Advice from our professional bodies has been read and digested and various meetings have been called. A profession which simply cannot work from home has vigorously embraced Skype and Facetime.
I pondered my recent weekend on call, the one that came just before the apocalyptically named ‘LOCKDOWN’ was announced. As is always the case in spring, it was busy. A dog with a broken leg, sustained when it failed to clear a cattle grid, could not be treated over the phone, or from home.
The four sheep to lamb and the alpaca with a prolapse all required hands-on attention and so too did a pyrexic dog with prostatitis, which needed intravenous antibiotics throughout Saturday evening and most of Sunday. So, it is fortunate that vets are still allowed to continue our work, at least to some extent. After lengthy discussion, a plan was hatched.
A plan of sorts, but one which attempted to balance the requirement to provide care for patients in need, protect the public and protect ourselves, or at least minimise our risks. Over the subsequent days, it was fascinating to see how these, sometimes conflicting, priorities would play out.
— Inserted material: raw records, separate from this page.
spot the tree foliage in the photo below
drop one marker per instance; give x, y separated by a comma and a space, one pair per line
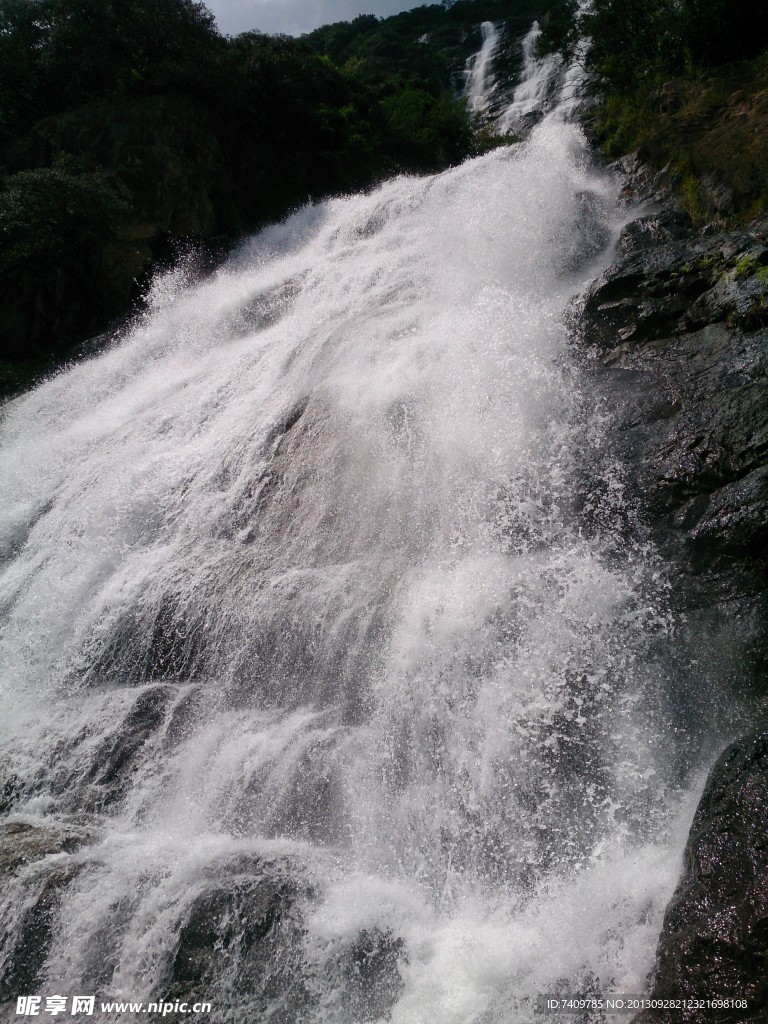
633, 41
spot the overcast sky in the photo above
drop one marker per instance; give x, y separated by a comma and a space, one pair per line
295, 16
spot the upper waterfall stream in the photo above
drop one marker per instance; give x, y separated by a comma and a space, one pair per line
328, 625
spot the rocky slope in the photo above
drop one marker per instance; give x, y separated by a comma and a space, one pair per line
678, 334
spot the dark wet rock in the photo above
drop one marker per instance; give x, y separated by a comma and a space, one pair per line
31, 890
118, 757
715, 937
665, 285
25, 946
23, 844
680, 358
677, 331
245, 935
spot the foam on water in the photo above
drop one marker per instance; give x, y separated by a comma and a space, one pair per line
326, 566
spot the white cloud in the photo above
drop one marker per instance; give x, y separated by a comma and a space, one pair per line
295, 16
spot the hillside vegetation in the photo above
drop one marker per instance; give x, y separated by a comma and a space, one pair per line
686, 84
128, 125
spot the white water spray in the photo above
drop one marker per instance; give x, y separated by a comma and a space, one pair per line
318, 607
479, 80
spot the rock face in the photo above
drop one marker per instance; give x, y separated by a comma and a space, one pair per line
715, 937
678, 334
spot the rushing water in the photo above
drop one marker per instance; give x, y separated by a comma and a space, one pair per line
327, 624
478, 72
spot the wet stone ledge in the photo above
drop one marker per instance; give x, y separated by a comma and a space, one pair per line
676, 339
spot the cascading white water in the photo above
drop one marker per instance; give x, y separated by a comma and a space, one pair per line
539, 83
317, 583
479, 81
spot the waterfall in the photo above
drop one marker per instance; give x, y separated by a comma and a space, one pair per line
539, 85
479, 87
336, 668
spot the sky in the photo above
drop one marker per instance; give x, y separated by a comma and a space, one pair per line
295, 16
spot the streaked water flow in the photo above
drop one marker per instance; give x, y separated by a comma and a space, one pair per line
325, 628
478, 71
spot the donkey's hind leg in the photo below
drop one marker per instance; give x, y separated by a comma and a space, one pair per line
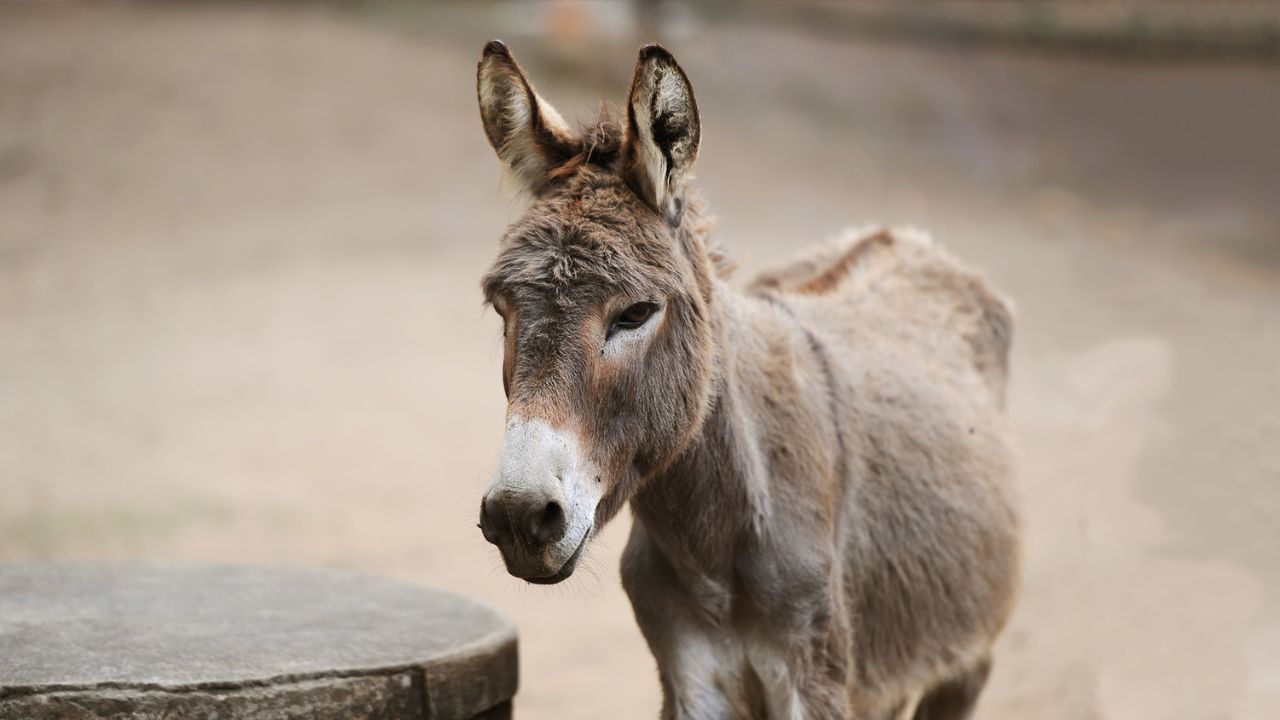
954, 698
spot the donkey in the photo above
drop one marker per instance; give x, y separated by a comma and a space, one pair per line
817, 465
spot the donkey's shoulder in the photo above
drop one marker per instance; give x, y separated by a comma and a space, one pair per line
901, 278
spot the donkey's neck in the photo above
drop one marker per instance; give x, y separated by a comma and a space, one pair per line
698, 509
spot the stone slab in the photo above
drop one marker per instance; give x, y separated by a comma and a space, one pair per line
236, 642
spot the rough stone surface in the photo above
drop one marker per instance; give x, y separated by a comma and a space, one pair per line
229, 642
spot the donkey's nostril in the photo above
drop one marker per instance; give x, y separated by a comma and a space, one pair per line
490, 523
548, 525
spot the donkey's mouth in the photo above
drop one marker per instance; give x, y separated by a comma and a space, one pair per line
566, 570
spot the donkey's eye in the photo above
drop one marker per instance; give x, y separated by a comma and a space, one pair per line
631, 318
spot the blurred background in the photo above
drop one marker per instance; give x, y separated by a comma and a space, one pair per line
240, 309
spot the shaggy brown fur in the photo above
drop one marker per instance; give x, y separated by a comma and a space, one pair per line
818, 466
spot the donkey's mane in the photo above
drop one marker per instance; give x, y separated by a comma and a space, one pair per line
599, 147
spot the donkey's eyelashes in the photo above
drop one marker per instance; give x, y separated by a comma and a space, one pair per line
631, 318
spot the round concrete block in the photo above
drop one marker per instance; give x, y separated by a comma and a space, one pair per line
151, 642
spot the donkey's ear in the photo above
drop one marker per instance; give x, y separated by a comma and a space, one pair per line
525, 131
662, 132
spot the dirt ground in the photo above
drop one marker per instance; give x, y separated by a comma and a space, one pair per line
240, 317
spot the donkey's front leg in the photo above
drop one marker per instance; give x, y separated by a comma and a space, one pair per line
699, 660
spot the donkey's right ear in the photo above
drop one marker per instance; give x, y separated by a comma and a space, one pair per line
526, 132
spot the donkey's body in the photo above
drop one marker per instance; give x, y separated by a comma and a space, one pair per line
841, 533
817, 465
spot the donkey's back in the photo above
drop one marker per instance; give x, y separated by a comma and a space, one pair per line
928, 532
899, 287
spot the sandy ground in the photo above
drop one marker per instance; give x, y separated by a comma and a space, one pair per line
240, 315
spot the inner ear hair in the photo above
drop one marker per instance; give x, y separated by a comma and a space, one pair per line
525, 131
663, 132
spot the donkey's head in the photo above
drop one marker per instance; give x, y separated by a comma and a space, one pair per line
603, 291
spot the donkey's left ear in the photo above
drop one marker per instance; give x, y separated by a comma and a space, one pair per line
662, 132
525, 131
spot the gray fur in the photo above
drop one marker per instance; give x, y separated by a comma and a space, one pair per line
818, 465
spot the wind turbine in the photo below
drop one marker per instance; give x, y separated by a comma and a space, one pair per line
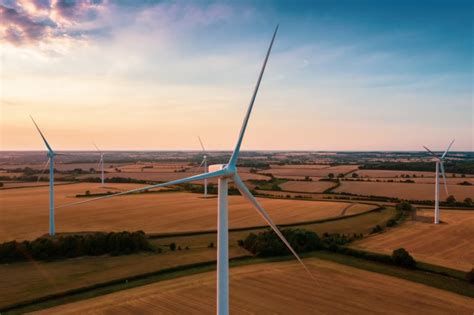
439, 164
204, 162
51, 155
101, 164
224, 173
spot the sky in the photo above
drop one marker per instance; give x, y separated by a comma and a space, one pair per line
155, 75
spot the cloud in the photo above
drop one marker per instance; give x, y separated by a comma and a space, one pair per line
42, 21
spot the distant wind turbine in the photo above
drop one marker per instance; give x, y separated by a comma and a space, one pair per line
51, 156
204, 162
439, 164
101, 164
225, 172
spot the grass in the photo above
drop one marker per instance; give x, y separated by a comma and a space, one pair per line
439, 281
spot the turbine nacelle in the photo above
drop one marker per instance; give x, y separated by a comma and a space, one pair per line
229, 170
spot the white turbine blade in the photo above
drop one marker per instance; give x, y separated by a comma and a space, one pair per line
446, 152
202, 145
96, 147
235, 154
44, 168
173, 182
441, 164
42, 136
431, 152
247, 195
203, 160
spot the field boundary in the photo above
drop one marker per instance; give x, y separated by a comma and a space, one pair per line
443, 281
259, 227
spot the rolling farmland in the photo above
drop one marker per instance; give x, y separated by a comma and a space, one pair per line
308, 187
282, 288
403, 190
152, 213
448, 244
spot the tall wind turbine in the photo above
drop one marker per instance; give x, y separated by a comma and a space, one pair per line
51, 155
439, 164
204, 162
224, 173
101, 164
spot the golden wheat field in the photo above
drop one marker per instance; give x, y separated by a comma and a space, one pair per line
309, 171
448, 244
404, 190
308, 187
25, 211
280, 288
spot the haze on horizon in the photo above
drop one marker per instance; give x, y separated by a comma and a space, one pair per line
343, 75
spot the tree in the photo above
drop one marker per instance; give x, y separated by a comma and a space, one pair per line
405, 206
451, 200
470, 276
402, 258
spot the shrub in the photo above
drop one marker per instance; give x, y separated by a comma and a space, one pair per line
376, 229
405, 206
267, 243
451, 200
470, 276
402, 258
46, 248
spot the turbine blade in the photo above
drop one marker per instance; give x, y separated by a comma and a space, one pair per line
173, 182
446, 152
235, 154
250, 198
441, 164
203, 160
202, 145
43, 169
42, 136
431, 152
96, 147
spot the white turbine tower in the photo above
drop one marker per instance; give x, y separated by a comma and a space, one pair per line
439, 164
101, 164
51, 156
224, 173
204, 163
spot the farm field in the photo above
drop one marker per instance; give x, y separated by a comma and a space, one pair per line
282, 288
37, 279
311, 172
306, 186
403, 190
448, 244
25, 211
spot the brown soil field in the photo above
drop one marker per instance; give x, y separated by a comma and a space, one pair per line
303, 166
448, 244
393, 174
25, 211
403, 190
300, 186
280, 288
24, 281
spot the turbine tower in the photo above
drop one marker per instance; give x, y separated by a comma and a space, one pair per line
224, 173
439, 165
51, 155
101, 164
204, 162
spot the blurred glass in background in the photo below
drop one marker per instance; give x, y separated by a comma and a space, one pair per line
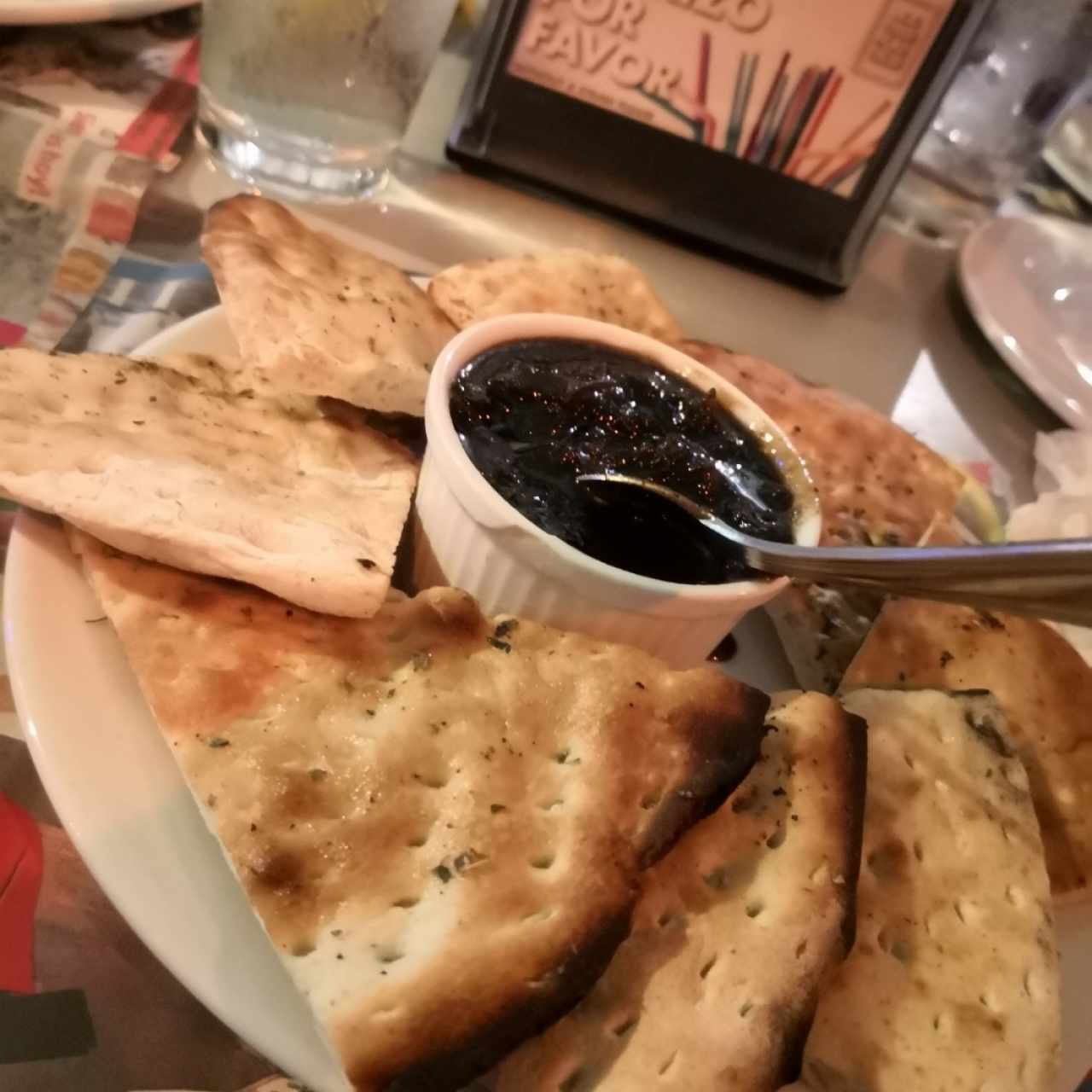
309, 98
1029, 62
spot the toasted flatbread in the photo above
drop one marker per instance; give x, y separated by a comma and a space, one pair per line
1043, 685
172, 461
952, 984
877, 486
318, 316
735, 929
564, 282
439, 819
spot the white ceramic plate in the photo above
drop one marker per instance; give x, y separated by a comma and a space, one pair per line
20, 12
121, 799
1068, 150
1028, 282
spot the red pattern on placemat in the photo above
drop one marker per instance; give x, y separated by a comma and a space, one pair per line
20, 884
11, 334
153, 133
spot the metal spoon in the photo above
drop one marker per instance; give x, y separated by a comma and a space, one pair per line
1044, 579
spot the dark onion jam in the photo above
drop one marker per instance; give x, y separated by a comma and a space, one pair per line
534, 414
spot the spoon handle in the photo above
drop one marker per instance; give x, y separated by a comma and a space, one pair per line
1045, 579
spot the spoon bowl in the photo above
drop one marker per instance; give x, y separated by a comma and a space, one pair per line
1048, 580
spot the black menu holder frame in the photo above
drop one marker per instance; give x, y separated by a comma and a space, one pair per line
508, 125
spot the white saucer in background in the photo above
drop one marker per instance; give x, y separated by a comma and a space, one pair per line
20, 12
1028, 282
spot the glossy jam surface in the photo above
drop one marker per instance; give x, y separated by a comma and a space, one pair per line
535, 414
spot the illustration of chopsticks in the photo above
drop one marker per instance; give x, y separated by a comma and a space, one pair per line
776, 88
703, 51
851, 139
697, 125
837, 177
770, 127
814, 96
830, 93
783, 127
741, 98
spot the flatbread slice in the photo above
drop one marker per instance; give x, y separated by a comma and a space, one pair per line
952, 985
1043, 686
877, 486
175, 462
318, 316
564, 282
736, 927
439, 819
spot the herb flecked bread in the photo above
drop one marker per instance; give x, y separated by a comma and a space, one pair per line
439, 819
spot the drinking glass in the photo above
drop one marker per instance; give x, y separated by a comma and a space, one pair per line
1025, 63
309, 98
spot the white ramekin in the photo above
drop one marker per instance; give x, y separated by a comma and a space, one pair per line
465, 535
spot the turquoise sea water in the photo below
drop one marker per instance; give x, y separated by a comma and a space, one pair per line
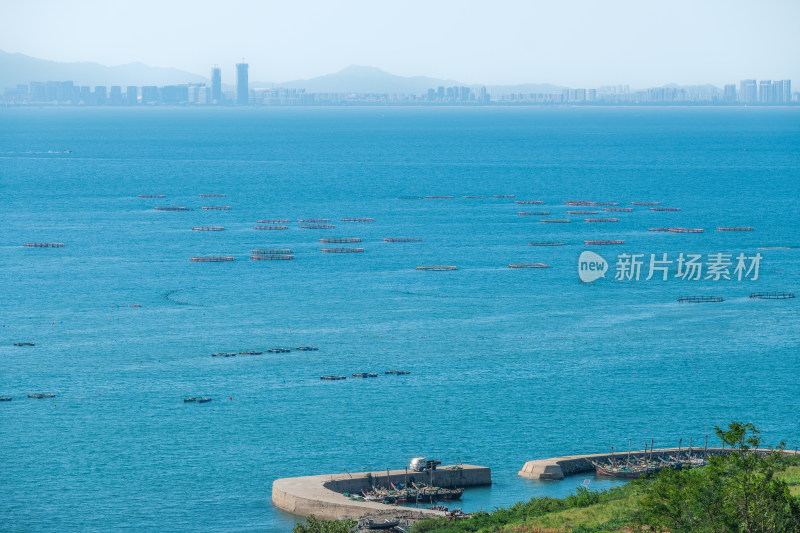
506, 365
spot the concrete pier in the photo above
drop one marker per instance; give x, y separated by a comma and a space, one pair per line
323, 496
557, 467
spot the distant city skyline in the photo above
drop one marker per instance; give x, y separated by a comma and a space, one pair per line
580, 44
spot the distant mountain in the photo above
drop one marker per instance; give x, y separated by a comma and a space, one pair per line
358, 79
19, 68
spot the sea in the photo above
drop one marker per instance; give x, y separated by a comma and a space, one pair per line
505, 365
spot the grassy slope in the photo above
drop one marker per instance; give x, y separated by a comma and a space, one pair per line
610, 514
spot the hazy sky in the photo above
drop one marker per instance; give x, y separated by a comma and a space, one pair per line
579, 43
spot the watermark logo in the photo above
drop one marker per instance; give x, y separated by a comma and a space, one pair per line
591, 266
685, 266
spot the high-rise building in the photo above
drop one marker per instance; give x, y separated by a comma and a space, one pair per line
100, 95
748, 91
765, 92
730, 93
116, 95
786, 95
242, 89
132, 95
216, 86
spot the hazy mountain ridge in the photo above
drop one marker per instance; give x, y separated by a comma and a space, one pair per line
18, 68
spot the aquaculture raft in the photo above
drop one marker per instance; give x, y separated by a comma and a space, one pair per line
212, 259
602, 243
273, 257
685, 230
528, 265
272, 251
437, 267
772, 295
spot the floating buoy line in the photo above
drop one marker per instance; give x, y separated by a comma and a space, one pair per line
212, 259
772, 295
602, 243
437, 267
700, 299
528, 265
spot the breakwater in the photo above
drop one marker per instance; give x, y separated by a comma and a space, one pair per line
323, 495
557, 468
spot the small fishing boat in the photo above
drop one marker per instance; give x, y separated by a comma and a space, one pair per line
386, 524
201, 399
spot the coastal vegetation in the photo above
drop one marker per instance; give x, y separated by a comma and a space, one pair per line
751, 490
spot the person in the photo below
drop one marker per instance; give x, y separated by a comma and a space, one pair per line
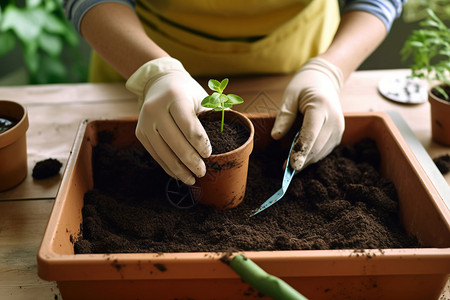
158, 46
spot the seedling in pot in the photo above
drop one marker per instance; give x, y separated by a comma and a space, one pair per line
218, 100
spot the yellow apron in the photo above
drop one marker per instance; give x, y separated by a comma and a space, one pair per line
234, 37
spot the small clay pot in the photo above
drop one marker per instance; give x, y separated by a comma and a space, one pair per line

The front door was shut and clients had to wait outside; routine procedures were cancelled. But then, what constitutes a routine procedure?
The puppy, for instance, who has started his vaccination course and who would be homebound for an unspecified period of time if he didn’t receive his second injection – surely it would be better to finish the course? But did it count as routine? Best veterinary practise had to be modified – could we really achieve an adequate diagnosis by a phone call or a photo on the email?
In the case of Babs the bald guinea pig, I was happy to make a sound judgement following both these things. An avoided visit to the clinic is another exercise in social distancing. We are told to minimise human-to-human contact “to stop the spread of this invisible threat”.
In reality, the bigger risk is to our clients rather than from them. Like other people working directly with the public, vets are certain to be at an increased risk of exposure. And it’s almost impossible to keep our distance. I couldn’t ask each farmer I’d seen over the weekend to “stand a broom-length away” otherwise the sheep would have run off, never to be lambed!
Part of our plan at work has been to split into two teams, working separately and independently of one another. Should one of us succumb, the other team can continue to work in health and harmony, avoiding the need to close down the whole practice.
I am in team B, which is smaller but arguably more perfectly formed. I wasn’t around at team selection, but I imagine it was a bit like when football teams were chosen at school. Who would be the last to get picked?
I returned to base to find the team selection had been completed. There was just one vet’s car in the practice – belonging to my teammate. I presumed the two of us were starting the first shift. But no! On the day of inception of our ‘team play’ policy, ALL of the A team had been dispatched within five minutes of each other.
Two were doing a caesarean on a cow and the third was repairing a prolapsed ewe! So much for working from home!